Gambling on Life


By Kathy Marks and Jeff Hewitt

Kathy Marks, MFT

When we think of gambling, we think of glamorous Las Vegas, the inviting sound of slot machines pouring out buckets of quarters, or the soft green felt that is so alluring on the high rollers tables. It all seems like a million dollar dream. Then the nightmare that is known as compulsive gambling sets in. Amidst all the flash and luxury of Vegas, Atlantic City, and all the casinos of California, there is an epidemic that is known as problem gambling. When all is said and done it is just like any other addiction, an obsession, an allergy, and a spiritual malady. From the perception we have seen, the people afflicted have hurt, manipulated and wrecked their lives to a place where they had nowhere to turn but to accept some sort of treatment or help.

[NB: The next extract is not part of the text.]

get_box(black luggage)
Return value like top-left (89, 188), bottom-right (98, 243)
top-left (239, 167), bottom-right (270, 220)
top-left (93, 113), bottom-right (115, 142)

The good news is we have also seen countless people recover from this addiction as well, however the legal or emotional wreckage they have caused seems to be less understood. For example, when someone gets arrested for drugs or commits a crime under the influence, most likely they will be put under a diversion or drug treatment related program, Society as a whole has a lot more compassion for criminal acts committed under the influence of mind altering substances. When the problem gambler steals to support their habit they are seen as criminals, not as a person who is in the grips of a progressive illness. The failure to realize this is tragic, for the compulsive gambler does not get help and it does not solve the problem. With out help, the pattern of the problem gambler, is bound to repeat their history. The justice system will punish the criminal act but do nothing to stop the problem.

Our proposal is to treat the compulsive gambler for the addiction, thus treating the cause of the problem, which the crime is just a bi-product of. I believe that Media and society as a whole have overlooked this for far too long. Its time for us as a community, to stand up and recognize this compulsion for what it is: a disease that needs treatment.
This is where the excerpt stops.